It looks like the 12.2 sources I used to build the driver differs from the 12.2-release-p6 where I want to use it. Does anyone know where can I download the 12.2-release-p6 sources?.


----------



## SirDice (Jul 18, 2021)

martinrame said:


> It looks like the 12.2 sources I used to build the driver differs from the 12.2-release-p6 where I want to use it.


You downloaded the sources for 14.0-CURRENT (src-main.tar.gz, the main branch is -CURRENT).

If your machine has access to the internet simply use git(1): `git clone -b releng/12.2 https://git.freebsd.org/src.git /usr/src`
Or install net/gitup and use that to download the correct sources (don't forget the edit gitup.conf).

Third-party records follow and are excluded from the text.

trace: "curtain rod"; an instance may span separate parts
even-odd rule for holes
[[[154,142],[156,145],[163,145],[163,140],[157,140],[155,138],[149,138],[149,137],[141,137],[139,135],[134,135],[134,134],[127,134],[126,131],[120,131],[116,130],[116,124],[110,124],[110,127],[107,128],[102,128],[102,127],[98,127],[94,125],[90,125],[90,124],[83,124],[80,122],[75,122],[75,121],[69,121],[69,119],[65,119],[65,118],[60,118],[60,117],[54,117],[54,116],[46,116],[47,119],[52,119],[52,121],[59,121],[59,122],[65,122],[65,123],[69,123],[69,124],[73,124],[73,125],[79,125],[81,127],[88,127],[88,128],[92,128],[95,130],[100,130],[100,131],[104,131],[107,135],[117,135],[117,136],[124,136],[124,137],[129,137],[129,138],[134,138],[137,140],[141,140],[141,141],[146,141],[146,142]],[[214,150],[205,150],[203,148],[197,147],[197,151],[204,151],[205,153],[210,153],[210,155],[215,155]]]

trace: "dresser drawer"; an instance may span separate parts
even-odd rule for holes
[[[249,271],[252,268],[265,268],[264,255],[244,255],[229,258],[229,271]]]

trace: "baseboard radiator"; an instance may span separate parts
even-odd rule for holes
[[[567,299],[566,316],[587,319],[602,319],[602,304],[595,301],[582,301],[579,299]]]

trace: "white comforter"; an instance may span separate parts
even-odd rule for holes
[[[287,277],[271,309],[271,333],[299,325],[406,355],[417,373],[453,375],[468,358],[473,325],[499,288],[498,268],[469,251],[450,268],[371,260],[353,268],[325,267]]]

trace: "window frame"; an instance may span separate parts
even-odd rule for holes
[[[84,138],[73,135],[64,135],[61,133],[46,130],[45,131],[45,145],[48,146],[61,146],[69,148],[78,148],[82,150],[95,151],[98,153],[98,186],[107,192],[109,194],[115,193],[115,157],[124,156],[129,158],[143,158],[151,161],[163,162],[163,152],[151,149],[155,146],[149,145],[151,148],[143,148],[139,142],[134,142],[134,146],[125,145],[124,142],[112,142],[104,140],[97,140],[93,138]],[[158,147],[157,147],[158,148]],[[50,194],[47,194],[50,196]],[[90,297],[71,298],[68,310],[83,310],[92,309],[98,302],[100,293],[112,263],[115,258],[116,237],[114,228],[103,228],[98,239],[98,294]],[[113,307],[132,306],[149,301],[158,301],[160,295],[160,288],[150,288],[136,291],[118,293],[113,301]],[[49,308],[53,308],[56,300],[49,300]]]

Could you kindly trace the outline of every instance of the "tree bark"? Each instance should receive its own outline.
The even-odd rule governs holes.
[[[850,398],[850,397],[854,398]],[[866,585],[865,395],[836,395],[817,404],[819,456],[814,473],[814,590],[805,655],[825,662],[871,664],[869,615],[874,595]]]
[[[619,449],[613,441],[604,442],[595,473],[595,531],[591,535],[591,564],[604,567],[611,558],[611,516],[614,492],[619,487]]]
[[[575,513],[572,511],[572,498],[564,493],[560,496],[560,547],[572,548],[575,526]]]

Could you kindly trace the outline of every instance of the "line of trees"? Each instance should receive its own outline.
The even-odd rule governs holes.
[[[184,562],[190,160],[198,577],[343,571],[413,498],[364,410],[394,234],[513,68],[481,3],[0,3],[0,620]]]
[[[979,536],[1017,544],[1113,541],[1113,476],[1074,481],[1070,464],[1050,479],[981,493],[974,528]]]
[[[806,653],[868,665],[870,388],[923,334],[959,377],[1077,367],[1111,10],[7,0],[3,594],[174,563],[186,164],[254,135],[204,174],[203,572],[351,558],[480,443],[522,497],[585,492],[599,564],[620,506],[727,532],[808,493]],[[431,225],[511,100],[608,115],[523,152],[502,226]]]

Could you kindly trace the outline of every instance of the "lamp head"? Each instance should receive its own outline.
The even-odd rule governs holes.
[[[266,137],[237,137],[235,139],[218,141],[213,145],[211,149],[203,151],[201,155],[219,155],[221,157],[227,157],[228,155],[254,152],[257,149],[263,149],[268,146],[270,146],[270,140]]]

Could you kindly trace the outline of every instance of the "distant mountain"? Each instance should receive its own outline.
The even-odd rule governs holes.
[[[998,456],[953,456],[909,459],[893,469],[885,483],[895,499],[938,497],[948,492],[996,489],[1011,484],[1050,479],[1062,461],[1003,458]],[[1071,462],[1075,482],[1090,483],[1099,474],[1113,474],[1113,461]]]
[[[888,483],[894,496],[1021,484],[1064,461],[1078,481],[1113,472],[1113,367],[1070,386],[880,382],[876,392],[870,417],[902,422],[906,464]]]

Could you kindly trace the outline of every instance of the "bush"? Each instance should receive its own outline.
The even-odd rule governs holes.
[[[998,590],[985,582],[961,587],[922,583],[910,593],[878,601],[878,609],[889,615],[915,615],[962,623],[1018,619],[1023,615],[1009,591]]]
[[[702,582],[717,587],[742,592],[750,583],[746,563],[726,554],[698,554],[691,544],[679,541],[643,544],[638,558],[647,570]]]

Branches: releng/13.0 = 13.0-RELEASE plus errata and security patches. releng/12.2 = 12.2-RELEASE plus errata and security patches.


----------



## martinrame (Jul 18, 2021)

SirDice said:


> You downloaded the sources for 14.0-CURRENT (src-main.tar.gz, the main branch is -CURRENT).
> 
> If your machine has access to the internet simply use git(1): `git clone -b releng/12.2 https://git.freebsd.org/src.git /usr/src`
> Or install net/gitup and use that to download the correct sources (don't forget the edit gitup.conf).
> ...


I was sure I downloaded the 12.2 tree from the pfSense repo (https://github.com/pfsense/FreeBSD-src), anyway, I'm downloading the releng/12.2, and  I'll patch with the igc driver.


----------



## martinrame (Jul 18, 2021)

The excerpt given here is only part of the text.